Absent Antioxidants

If you are looking to add antioxidants into your diet, drinking a 7-Up is probably not the place to start. But one California man is suing the drink's maker, Dr. Pepper Snapple Group Inc., claiming that it falsely touted the health benefits of its 7-Up Cherry Antioxidant, Mixed Berry Antioxidant and Pomegranate Antioxidant drinks.

Advertisements and packaging for the supposedly antioxidant-rich drinks featured photos of fruit and blurbs such as “There's never been a more delicious way to cherry pick your antioxidant!” The drinks, however, contain no fruit or juice. Green, who is seeking class action status for his suit, says he would never have bought the beverages if he knew that the only antioxidant they contained came from added Vitamin E. Meanwhile, Dr. Pepper Snapple Group announced that it will no longer sell the offending products, although it maintains the decision is to maintain consistency across its bands.

Photo credit: Xaime Mendez

Spicy Shot

An Ohio man is suing a local bar for allegedly serving him a shot with an extra kick. When an employee at Adobe Gila's offered free shots to Brady Bennett and a friend, Bennett says the two men ordered Patron tequila with apple flavoring. Upon taking the shot, however, Bennett's attorney says that his client “immediately fell to the ground” and that “his nose and his mouth and his lungs felt as though they were on fire.”

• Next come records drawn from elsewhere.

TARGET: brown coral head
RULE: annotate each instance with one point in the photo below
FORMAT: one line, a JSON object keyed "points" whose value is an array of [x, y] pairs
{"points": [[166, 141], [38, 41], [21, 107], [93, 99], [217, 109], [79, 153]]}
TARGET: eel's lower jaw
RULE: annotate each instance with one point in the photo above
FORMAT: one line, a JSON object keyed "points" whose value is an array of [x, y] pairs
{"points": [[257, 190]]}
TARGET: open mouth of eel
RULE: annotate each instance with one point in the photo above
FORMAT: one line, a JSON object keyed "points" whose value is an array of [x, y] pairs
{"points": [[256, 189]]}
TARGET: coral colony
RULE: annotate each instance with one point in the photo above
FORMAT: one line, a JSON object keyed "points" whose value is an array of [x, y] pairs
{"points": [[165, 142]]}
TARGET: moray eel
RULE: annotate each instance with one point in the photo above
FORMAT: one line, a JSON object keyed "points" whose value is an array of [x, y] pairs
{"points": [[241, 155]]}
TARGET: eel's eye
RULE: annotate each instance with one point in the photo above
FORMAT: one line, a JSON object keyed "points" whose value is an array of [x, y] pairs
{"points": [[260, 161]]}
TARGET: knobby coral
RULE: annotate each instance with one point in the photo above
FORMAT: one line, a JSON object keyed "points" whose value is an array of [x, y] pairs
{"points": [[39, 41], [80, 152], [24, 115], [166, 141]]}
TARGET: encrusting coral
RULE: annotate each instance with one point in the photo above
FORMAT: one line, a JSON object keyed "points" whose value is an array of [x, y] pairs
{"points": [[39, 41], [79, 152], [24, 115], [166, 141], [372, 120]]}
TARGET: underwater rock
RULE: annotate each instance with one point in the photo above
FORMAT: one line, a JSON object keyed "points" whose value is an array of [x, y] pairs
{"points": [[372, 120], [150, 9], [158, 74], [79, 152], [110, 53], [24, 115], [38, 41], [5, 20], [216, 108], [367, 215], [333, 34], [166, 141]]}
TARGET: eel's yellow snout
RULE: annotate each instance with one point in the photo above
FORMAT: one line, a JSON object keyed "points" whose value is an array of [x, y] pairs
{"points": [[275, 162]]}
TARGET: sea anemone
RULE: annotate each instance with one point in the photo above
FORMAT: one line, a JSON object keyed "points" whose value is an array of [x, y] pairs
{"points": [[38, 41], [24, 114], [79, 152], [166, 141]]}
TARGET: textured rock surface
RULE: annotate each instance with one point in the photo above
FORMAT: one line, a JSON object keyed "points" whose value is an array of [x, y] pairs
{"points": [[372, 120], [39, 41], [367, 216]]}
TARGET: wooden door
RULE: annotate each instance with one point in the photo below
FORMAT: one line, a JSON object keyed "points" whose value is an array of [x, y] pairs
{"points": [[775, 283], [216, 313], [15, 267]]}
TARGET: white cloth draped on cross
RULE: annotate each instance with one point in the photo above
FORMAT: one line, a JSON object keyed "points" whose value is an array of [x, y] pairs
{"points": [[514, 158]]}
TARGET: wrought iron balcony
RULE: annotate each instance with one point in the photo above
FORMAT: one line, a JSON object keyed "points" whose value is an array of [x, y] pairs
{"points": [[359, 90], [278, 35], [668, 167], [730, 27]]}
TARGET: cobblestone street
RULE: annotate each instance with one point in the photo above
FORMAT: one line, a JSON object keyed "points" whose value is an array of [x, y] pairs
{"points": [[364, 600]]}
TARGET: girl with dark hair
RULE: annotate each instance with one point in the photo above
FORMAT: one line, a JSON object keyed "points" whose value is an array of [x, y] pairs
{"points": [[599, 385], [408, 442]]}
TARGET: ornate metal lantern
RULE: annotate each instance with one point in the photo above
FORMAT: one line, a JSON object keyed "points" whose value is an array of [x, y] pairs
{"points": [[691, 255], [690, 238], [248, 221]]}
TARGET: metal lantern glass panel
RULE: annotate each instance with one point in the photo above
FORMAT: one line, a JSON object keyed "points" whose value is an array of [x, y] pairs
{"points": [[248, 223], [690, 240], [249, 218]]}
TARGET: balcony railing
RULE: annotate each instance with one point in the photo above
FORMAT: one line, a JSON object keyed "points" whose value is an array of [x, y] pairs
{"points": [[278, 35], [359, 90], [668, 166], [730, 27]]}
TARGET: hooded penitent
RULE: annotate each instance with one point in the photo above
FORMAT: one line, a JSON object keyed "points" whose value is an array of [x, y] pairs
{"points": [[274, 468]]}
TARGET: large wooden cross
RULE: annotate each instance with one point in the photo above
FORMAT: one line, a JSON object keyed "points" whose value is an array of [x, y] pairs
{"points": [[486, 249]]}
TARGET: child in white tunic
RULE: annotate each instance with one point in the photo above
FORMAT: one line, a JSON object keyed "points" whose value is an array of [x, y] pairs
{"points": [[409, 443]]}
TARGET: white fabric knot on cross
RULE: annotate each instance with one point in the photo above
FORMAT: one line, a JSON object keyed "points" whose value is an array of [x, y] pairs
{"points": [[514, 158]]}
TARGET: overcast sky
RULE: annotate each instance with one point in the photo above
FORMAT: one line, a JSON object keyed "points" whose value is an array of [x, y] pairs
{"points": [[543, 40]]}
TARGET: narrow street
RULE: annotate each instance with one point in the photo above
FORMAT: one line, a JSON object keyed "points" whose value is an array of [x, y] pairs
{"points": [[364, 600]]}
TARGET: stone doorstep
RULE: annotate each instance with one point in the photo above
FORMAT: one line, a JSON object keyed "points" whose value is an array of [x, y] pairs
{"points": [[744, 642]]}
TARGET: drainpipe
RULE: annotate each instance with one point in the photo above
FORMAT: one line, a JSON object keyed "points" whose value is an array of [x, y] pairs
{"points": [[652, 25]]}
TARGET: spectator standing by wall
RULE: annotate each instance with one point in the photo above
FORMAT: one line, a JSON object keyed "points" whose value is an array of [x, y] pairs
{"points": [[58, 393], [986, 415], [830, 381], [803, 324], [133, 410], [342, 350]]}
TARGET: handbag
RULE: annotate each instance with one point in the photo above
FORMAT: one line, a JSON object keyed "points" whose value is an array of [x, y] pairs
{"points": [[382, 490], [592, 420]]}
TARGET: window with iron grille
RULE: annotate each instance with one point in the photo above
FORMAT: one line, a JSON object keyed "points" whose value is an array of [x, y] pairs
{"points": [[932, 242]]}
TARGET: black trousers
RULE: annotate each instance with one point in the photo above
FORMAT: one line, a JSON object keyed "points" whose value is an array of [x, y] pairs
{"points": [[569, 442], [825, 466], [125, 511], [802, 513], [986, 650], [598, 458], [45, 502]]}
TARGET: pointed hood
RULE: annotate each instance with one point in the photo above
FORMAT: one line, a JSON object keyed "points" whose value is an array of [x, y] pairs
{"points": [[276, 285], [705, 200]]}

According to Bennett's suit, when paramedics arrived, a bar employee told them that the shot contained ghost pepper extract from the Naga Bhut Jolokia chili pepper, which is 10,000 times hotter than Tabasco sauce. He is suing the bar for medical expenses and compensatory and punitive damages. The bar owner says that, although the shot may have contained hot sauce, the restaurant does not have ghost pepper extract on its premises.

Santa Song

Thanksgiving is a little more than a week away, but Ukranian singer Aza is kicking off the holiday season early with a lawsuit claiming that the chart-topping pop hit “Call Me Maybe,” is a rip-off of her tune “Hunky Santa.”

According to Aza, Canadian singer Carly Rae Jepsen's lyrics are “identical or substantially similar,” to those of Aza's ostensibly Christmas-themed song. “When I first listened to it on the radio while driving my car, I almost got into an accident. I couldn't believe what I was hearing,” the Ukranian songstress told E! News. She has filed a copyright infringement lawsuit against Jepsen, her cowriters and her record label, seeking unspecified damages and a court order prohibiting the distribution or sale of “Call Me Maybe.”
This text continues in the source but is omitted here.